European equities opened at fresh all-time highs to start the day amid a weaker euro
US stocks finished little changed overnight, with banks and communications stocks leading the gains in cautious trading ahead of the retail sales report due later today. October retail sales are expected to increase by 1.5%, up from September’s 0.7% gain, boosted by higher gasoline prices. US President Biden’s formal signing of the $1.0 trillion infrastructure spending bill added to a more upbeat mode in the markets. Now, market participants await quarterly reports from big retailers later in the week.
Asian stocks climbed on Tuesday, cheering a virtual meeting between US President Joe Biden and China’s President Xi Jinping that triggered a risk-on tone across the markets. Biden said that US-China relation is profoundly important to the world while China’s Xi noted he stands ready to move US-China relations forward in a positive direction. However, the Shanghai Composite Index failed to preserve early gains to shed 0.3% eventually and Tokyo’s Nikkei 225 added 0.11%.
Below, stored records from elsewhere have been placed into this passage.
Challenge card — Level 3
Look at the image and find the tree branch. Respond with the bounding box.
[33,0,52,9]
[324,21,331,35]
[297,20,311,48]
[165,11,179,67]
In Europe, equities opened at fresh all-time highs to start the day amid a weaker euro following yesterday’s dovish comments from the ECB Governor as Lagarde said that conditions for a rate hike are very unlikely to be met in 2022. On the data front, the UK ILO unemployment rate declined to 4.3% in September from 4.5% in August while the average earnings including bonus rose by 5.8% in September, surpassing an estimate of 5.6%. US stock index futures are keeping closer to flat levels, struggling for direction ahead of the opening bell.
In currencies, the dollar is slightly off fresh long-term peaks but stays resilient ahead of US retail sales data. The EURUSD pair extended losses to the 1.1355 area on Monday to turn marginally positive today. Still, the common currency struggles to get back above the 1.1400 figure as traders continue to digest a dovish message from Lagarde. It looks like the pair would stay under pressure in the short term.